Before that restoration this was an interior of Georgian high pews. Among them the “squire’s parlour” was pre-eminent, with its fireplace, its well-carpeted floor, its chairs and tables: a snuggery wherein that good man snored unobserved, or partook critically of his snuff during the parson’s discreet discourse. But now the parlour is gone, and the squire must slumber, if he can, with the other sinners.
GATTON
In Merstham village, just beyond the “Feathers” inn, stood Merstham toll-gate, followed by that of Gatton, at Gatton Point, a mile distant, where the old route through Reigate goes off to the right, and the new—the seven miles between Gatton Point and Povey Cross, through Redhill—continues, straight as an arrow, ahead. The way is bordered on the right hand by Gatton Park, a spot the country folk rightly describe as an “old arnshunt place.” The history of Gatton, in truth, goes back to immemorial times, and has no beginning: for where history thins out and becomes a mere scatter of disjointed scraps purporting to be facts, tradition carries back the tale into a very fog of legend and conjecture. It was “Gatone” when the Domesday survey was made: the Saxon “Geat-ton,” the town in the “gate,” passage, or road through the North Downs, just as Reigate is the Saxon “Rige-geat,” the road over the ridge. The “ton” or town in the place-name does not necessarily mean what we moderns would understand by the word, and here doubtless indicated an enclosed, hedged, or walled-in tract of land redeemed and cultivated out of the then encompassing wilderness of the Downs.

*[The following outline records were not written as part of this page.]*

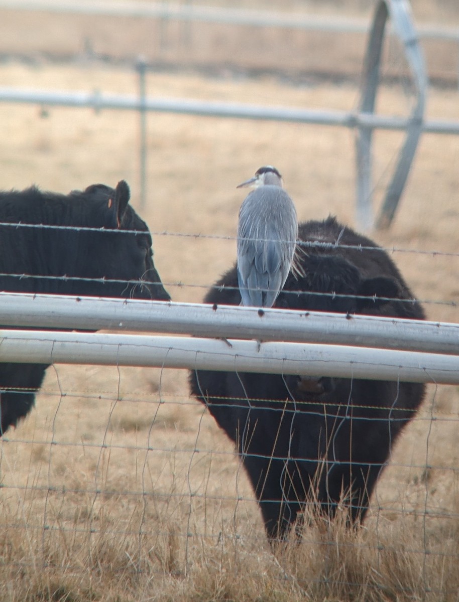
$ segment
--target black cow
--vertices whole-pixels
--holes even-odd
[[[169,300],[148,228],[129,199],[123,181],[67,196],[0,191],[0,290]],[[30,411],[47,367],[0,364],[0,434]]]
[[[304,275],[289,275],[275,306],[423,319],[418,303],[399,300],[413,294],[369,238],[332,217],[301,224],[299,238],[307,243]],[[205,301],[239,304],[236,266]],[[424,393],[413,383],[207,370],[192,373],[190,382],[236,443],[272,539],[286,536],[308,500],[330,517],[343,503],[350,522],[361,521],[392,444]]]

Who first broke the land of Gatton to the plough? History and tradition are silent. No voice speaks out of the grave of the centuries. But both Reigate and Gatton are older than Anglo-Saxon times, for a Roman way, itself following the course of an even earlier savage trail, came up out of the stodgy clay of Holmesdale, over the chalky hills, to Streatham and London. It was a branch of the road leading from Portus Adurni—the present Old Shoreham, on the river Adur—and doubtless, in the long centuries of Romano-British civilisation, it was bordered here and there by settlements and villas. Prominent among them was Gatton. There can scarcely be a doubt of it, for, although Roman relics are not found here now, Camden, writing in the time of Henry the Eighth, tells of “Roman Coynes digged forth of the Ground.” It was ever a desirable site, for here unfailing springs well out of the chalk and give an abounding fertility, while another road—the ancient Pilgrims’ Way—running west and east, crossed the other highway, and thus gave ready communication on every side.
Gatton has, within the historic period, never been more than a manorial park, but an unexplained something, like the echo of a vanished greatness, has caused strangely unmerited honours to be granted it. Who shall say what induced Henry the Sixth in 1451 to make this mere country park a Parliamentary borough, returning two members? There must have been some adequate reason or excuse, even if only the one of its ancient renown; for there must always be an apology of sorts for corruption; no job is jobbed without at least some shadowy semblance of legality. But no one will ever pluck out the heart of its mystery.
THE ROTTEN BOROUGH
A Parliamentary borough Gatton remained until 1832, when the first Reform Act swept away the representation of it, together with that of many another “rotten borough.” Rightly had Cobbett termed it “a very rascally spot of earth,” for certainly from 1541, when Sir Roger Copley owned the property and was the sole elector of the place, the election was a scandalous farce, and never at any time did the “burgesses” exceed twenty. They were always tenants of the lord of the manor and the mere marionettes that danced to his will.